尚香に両手を握られ、間近で彼女の潤んだ瞳を見て、咲良は狼狽してしまう。
素直に、嬉しかったのだ。
尚香はさも当然と言うかのように、咲良を孫呉の一員とし、共に帰ることを望んでくれている。


「尚香様…お気遣いありがとうございます。ですが今は、信長様に着いていきたいと思うんです。信長様の元で、私が成すべきことを見付けたいんです」

「分かったわ。でも、いつか必ず…一緒に孫呉に帰りましょう。私もね、狂った偽物の孫呉はいらないの。必ずよ?私達の故郷は孫呉なんだから」


咲良は尚香の言葉に深く頷いた。
いつか遠呂智を葬り、全てが終わった後は…、今は、孫呉に帰るという選択肢しか無い。
物語のエピローグを無事に見届けたからと、長い夢から目を覚まし、悠生を残して自分だけが現実世界に戻るなんてことは、考えたくなかった。
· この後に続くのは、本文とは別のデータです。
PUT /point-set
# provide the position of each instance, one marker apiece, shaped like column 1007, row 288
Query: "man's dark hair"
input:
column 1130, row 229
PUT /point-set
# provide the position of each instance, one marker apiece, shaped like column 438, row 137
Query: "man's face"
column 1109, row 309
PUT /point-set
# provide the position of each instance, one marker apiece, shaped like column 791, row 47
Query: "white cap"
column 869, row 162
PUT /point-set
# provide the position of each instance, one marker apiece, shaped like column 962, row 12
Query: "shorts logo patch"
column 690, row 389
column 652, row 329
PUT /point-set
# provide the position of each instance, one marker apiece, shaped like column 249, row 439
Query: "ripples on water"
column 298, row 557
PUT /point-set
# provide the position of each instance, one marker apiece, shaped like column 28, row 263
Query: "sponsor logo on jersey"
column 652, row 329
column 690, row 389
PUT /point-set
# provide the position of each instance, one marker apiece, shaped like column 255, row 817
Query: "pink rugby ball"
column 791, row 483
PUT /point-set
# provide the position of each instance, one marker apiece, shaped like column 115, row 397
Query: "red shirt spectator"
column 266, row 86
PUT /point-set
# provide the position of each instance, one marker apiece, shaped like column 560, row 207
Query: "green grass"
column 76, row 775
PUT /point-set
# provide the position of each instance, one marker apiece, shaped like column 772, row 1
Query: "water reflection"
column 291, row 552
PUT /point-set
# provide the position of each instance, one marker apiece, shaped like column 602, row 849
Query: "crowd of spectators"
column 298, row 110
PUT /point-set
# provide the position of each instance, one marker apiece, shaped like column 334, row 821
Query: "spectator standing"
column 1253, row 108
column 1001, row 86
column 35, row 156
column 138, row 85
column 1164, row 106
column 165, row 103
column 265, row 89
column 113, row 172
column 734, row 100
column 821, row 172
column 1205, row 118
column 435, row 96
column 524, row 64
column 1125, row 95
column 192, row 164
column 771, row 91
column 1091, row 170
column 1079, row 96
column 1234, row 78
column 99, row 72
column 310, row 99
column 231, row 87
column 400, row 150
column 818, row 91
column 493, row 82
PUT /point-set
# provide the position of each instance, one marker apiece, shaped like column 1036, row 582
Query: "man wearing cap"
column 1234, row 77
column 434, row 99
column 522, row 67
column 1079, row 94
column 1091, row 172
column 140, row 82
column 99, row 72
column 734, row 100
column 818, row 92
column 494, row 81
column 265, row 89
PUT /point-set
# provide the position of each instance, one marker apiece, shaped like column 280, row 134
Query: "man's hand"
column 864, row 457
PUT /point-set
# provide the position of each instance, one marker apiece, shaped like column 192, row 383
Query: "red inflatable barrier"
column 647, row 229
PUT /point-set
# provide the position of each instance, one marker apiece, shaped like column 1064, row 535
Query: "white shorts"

「あとね、これ。あなた落としたでしょう?返さなくちゃと思って預かっておいたのよ」

「あ…、」


そう言って尚香に差し出された、くすんだ金色の鈴は…以前、甘寧に貰ったものだ。
綺麗な服や髪飾りよりも、貴方の鈴が欲しい。
そんなことを言い、甘寧を不思議がらせた。
あの頃はまだ、甘寧のことを一人の武将か、友人としてしか見ていなかった。

この鈴はずっと笛のケースに括っていたのだが、妲己に襲われた時、紐が切れて落としてしまったのだ。
礼を言い、受け取ろうと差し出した手を、すんでのところで引っ込めてしまった。
これには尚香も驚き、何事かと咲良の顔を凝視する。